Green America is upset because the problem of child labor in the cocoa industry has been well known in the industry for many years.  Here is a summary of the problem written in 2010: 

“Hershey’s, Nestlé, and the other big chocolate companies know this. They promised nearly a decade ago to set up a system to certify that no producers in their supply chains use child labor. They gave themselves a July 2005 deadline for that, which came and went without meaningful action. A second voluntary deadline sailed by as well in 2008. There’s a new deadline for voluntary action at the end of this year. Don’t hold your breath.”  Child Slavery

Green America use a variety of communication tactics to make their point.  Here is part of a recent news release:

Planning on buying your sweetheart Hershey chocolates for Valentine’s Day?  You might not be “in the mood” to do so if you knew where that chocolate came from in Western Africa, where trafficked child labor is widely used for chocolate production.  Unlike most leading global chocolate makers (including those in the U.S.), Hershey is still declining to take steps to curb such abuses in its supply chain.  No Kisses

A key communication element is the documentary “The Dark Side of Chocolate.”  The documentary shows the child labor and abuse within the cocoa industry.  For six dollars, people are sent a copy of the DVD and asked to show it to their friends.  There are also documents rate chocolate companies using a score card related to human rights.  People are also encourage to post messages on Hershey’s Facebook page 

You might ask why Hershey?  Here is the answer:

Hershey is America’s favorite chocolate brand, accounting for 42.5% of the US market. Yet, inside almost every Hershey chocolate product is the bitter truth that the cocoa used to produce the chocolate may very well have been produced under harmful conditions, including forced labor, human trafficking, and abusive child labor.

Since at least 2001, the Hershey Company has been aware of the problems that exist at the start of its supply chain, yet it continues to source from this region without ensuring that labor rights abuses do not occur in the production of the cocoa it uses.

Here is a summary of why we are asking Hershey to Raise The Bar:

Sourcing Much of Hershey’s cocoa is sourced from West Africa, a region plagued by forced labor, human trafficking and abusive child labor. Hershey does not have a system in place to ensure that its cocoa purchases from this region are not tainted by labor rights abuses.
Transparency Hershey continuously refuses to identify its cocoa suppliers; therefore it is impossible to verify that its chocolate was not made under conditions of abusive child labor.
Certification A reputable, independent, third-party certification can ensure that a process is in place to identify and remediate labor rights abuses. For cocoa, the strongest certification system currently available is Fair Trade. Unlike many of its competitors, Hershey’s has not embraced certification. Only one of Hershey’s chocolate bars, in its Dagoba line, is Fair Trade Certified.
Laggard Hershey lags behind its competitors when it comes to purchasing cocoa that has been certified to meet certain labor, social, and environmental standards. Most major chocolate companies offer Fair Trade options now, and many smaller companies have been 100% Fair Trade for years.
Greenwashing Hershey points to various charitable donations to children in the US and programs in West Africa as examples of its social responsibility, yet has no policies in place to ensure that the cocoa used in its products is not produced with forced, trafficked, or child labor.

Questions to Consider

1.  How ethical is it target Hershey?  Provide a rationale for your answer.

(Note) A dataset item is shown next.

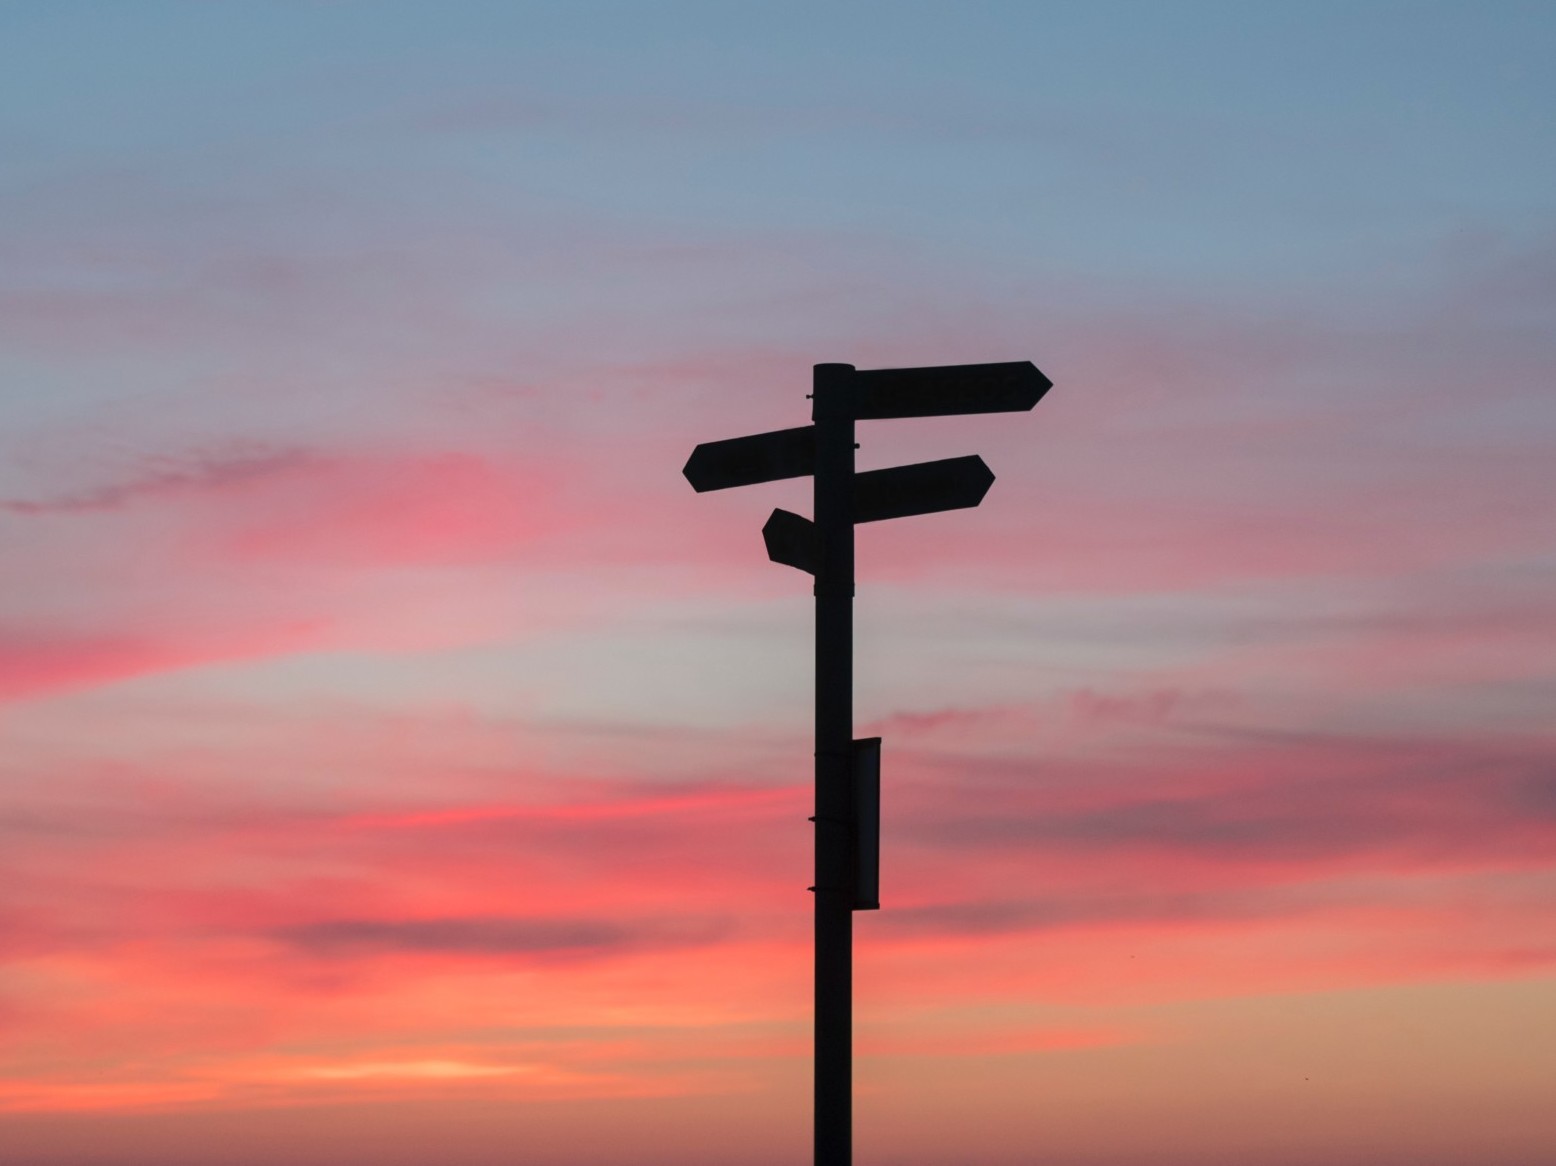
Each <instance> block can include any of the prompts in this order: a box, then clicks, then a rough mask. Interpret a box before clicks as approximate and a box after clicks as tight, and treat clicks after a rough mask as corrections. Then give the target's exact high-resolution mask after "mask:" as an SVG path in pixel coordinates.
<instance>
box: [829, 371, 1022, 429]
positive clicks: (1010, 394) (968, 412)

2.  Is the Green America campaign a type of astroturfing?  Provide a rationale for your answer.

3.  How does this case illustrate the shift in tactics activists and others use in today’s public relations?

4.  What else could Green America be doing to raise awareness of this issue?  To get people to act on this issue?

5.  Do you consider this issue to be legitimate?  Why or why not?

6.  If you worked for Hershey, what actions would you recommend be taken in reaction to this effort and why?

7.  How does the case illustrate the effects of globalization?

8.  How does this case related to transparency and CSR?